Gold and representatives of Alta held a public forum Tuesday night for Naugatuck and Beacon Falls residents at Woodland Regional High School, where local officials and taxpayers had the chance to share input, voice concerns and learn more about a preliminary feasibility study, which outlined how exactly the greenway might eventually be routed.
“We’re at a point now when you can start to visualize where this trail might go,” said Jeff Olson, an Alta consultant. “We’re past the railroad era and the highway era. We are now in the greenway era.”
Alta planner Phil Goff explained to attendees the possible routing of the trail from Thomaston to Beacon Falls, a section that would be called the Naugatuck River Greenway.
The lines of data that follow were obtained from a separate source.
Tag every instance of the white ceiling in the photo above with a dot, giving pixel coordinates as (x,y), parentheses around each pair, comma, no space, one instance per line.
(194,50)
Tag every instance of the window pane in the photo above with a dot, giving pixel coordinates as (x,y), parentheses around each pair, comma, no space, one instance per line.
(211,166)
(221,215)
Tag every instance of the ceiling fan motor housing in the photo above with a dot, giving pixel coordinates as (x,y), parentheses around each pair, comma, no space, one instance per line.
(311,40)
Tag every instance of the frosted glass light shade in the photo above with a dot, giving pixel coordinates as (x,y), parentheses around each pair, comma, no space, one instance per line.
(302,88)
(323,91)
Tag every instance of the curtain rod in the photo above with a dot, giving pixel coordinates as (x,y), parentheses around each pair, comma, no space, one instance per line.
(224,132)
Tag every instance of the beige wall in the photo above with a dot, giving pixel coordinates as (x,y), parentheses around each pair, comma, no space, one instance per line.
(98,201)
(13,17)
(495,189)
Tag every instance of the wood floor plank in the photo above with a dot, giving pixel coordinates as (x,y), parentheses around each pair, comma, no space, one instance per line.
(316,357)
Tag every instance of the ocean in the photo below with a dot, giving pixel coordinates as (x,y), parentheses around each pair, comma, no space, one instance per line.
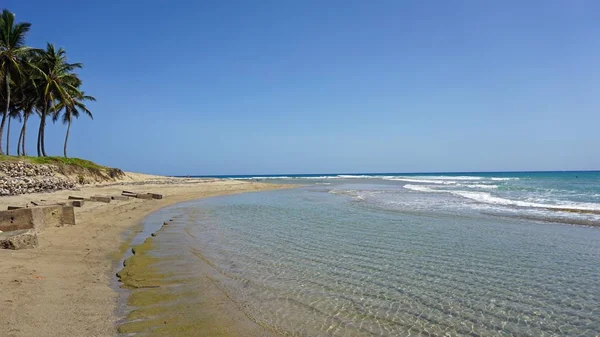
(457,254)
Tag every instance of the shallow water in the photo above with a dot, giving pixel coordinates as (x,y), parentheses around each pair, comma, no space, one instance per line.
(365,258)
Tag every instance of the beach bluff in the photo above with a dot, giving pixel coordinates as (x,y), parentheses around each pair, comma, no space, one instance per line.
(21,177)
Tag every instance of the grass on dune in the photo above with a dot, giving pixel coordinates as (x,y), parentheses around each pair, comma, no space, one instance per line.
(56,161)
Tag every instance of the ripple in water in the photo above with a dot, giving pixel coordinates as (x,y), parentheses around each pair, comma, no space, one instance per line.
(311,263)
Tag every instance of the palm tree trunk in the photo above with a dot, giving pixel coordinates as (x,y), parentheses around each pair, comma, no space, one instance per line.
(24,133)
(67,138)
(6,79)
(8,137)
(43,143)
(19,142)
(41,129)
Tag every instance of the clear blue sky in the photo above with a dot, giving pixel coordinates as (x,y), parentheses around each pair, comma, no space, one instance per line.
(248,87)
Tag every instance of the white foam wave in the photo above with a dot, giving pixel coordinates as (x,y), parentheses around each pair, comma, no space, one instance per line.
(487,198)
(420,188)
(425,181)
(442,180)
(478,186)
(448,177)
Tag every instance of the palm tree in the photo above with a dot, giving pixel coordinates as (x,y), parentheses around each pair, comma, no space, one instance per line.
(27,104)
(12,52)
(72,109)
(54,77)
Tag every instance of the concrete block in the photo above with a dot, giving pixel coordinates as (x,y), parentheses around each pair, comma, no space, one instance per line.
(37,218)
(77,203)
(68,215)
(119,197)
(21,239)
(100,199)
(16,219)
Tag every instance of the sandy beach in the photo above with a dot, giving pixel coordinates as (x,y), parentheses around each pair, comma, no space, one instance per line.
(65,286)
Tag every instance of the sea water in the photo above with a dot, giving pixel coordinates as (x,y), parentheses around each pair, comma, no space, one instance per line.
(408,255)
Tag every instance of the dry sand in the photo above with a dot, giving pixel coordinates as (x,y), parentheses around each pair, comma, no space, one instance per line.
(65,287)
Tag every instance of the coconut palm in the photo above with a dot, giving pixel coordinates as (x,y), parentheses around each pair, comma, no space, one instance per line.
(72,109)
(55,79)
(12,52)
(27,105)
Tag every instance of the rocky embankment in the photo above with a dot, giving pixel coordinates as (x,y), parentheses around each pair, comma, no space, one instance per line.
(22,177)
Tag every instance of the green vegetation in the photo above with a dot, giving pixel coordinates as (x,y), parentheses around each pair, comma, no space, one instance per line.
(82,163)
(39,81)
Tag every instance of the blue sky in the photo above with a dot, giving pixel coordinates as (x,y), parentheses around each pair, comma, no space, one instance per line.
(249,87)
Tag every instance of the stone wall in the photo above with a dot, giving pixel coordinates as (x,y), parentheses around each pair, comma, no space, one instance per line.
(21,177)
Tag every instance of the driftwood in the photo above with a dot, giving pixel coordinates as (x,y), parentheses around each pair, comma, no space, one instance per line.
(141,195)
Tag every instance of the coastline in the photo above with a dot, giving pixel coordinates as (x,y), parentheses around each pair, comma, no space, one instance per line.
(64,287)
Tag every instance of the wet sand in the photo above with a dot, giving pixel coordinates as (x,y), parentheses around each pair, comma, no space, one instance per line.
(65,287)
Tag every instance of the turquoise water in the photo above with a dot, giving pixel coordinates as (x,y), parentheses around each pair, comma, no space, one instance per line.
(409,255)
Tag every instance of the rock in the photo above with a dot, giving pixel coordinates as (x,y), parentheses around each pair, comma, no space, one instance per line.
(119,197)
(21,239)
(99,198)
(144,196)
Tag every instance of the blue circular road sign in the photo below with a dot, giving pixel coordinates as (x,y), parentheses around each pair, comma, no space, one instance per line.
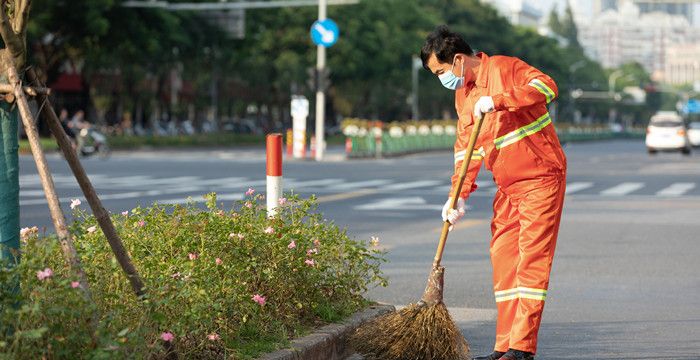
(324,32)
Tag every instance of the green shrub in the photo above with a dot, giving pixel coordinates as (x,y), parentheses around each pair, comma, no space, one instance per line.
(225,284)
He glossed over the Thomaston, Watertown and Waterbury segments and imparted some of the unique challenges of snaking such a trail through Naugatuck and Beacon Falls.
One of the most unique challenges, he said, is getting a trail to run adjacent to the river in the Naugatuck State Forest, along the section of Route 8 between the two towns girded on either side by cliffs.
One option for that stretch would be to construct a bridge from the east bank all the way over Route 8, the river and the railroad tracks to the west bank, where there would be ample space for a trail alongside the tracks. The bridge would likely cost between $10 and $15 million, he said, but would be “spectacular, the valley’s version of the Golden Gate Bridge.” The preliminary study calls for the construction of as many as five more, smaller bridges throughout the two towns, which Goff said would cost anywhere between $2 and $10 million.
The other option for the stretch between Naugatuck and Beacon Falls would be to keep the trail on the east side of the river and highway and actually build the trail into the side of the cliff—both by constructing “catwalk” platforms, carving a shelf out of the rock in some steep areas and reutilizing the old Route 8 roadbed.
The greenway would also run parallel to Main Street in Beacon Falls, alongside Breen Field and Linden Park in the borough and provide spur connections into downtown Naugatuck and through a more challenging portion of the state forest.
Among those present at Tuesday’s forum were Beacon Falls Selectman Mike Krenesky, Naugatuck Mayoral Aide Ed Carter and state Sen. Joseph Crisco.
Residents seemed chiefly concerned about how the project would be funded. Gold said it was a “vision plan” and conceded it could take “decades” and that the “total price tag is going to be high.” He said the short-term goal is to find certain sections that might not take as much funding or alteration and work on those first.
Olson noted the plan is in keeping with federal Secretary of Transportation Ray LaHood’s planning philosophy, and planners would strive for federal funding.
But some worried that new development, like large bridges, could become eyesores and towns would be tasked with paying for their upkeep.
Carter said the greenway would only drive potential consumers into the downtown borough area, which could use a fresh injection of new business.
“Naugatuck has always made money from the factories along the river,” he said, “and now we’ll have the potential to make money on tourism.”
He added that the beauty of the riverbed area is belied by the cityscape directly surrounding it.
“I’ve got pictures [taken by the river], when you see them, you think you’re in New Hampshire or Vermont,” he said. “But no, you’re in Naugatuck. That’s the river. That’s the river we grew up fearing.”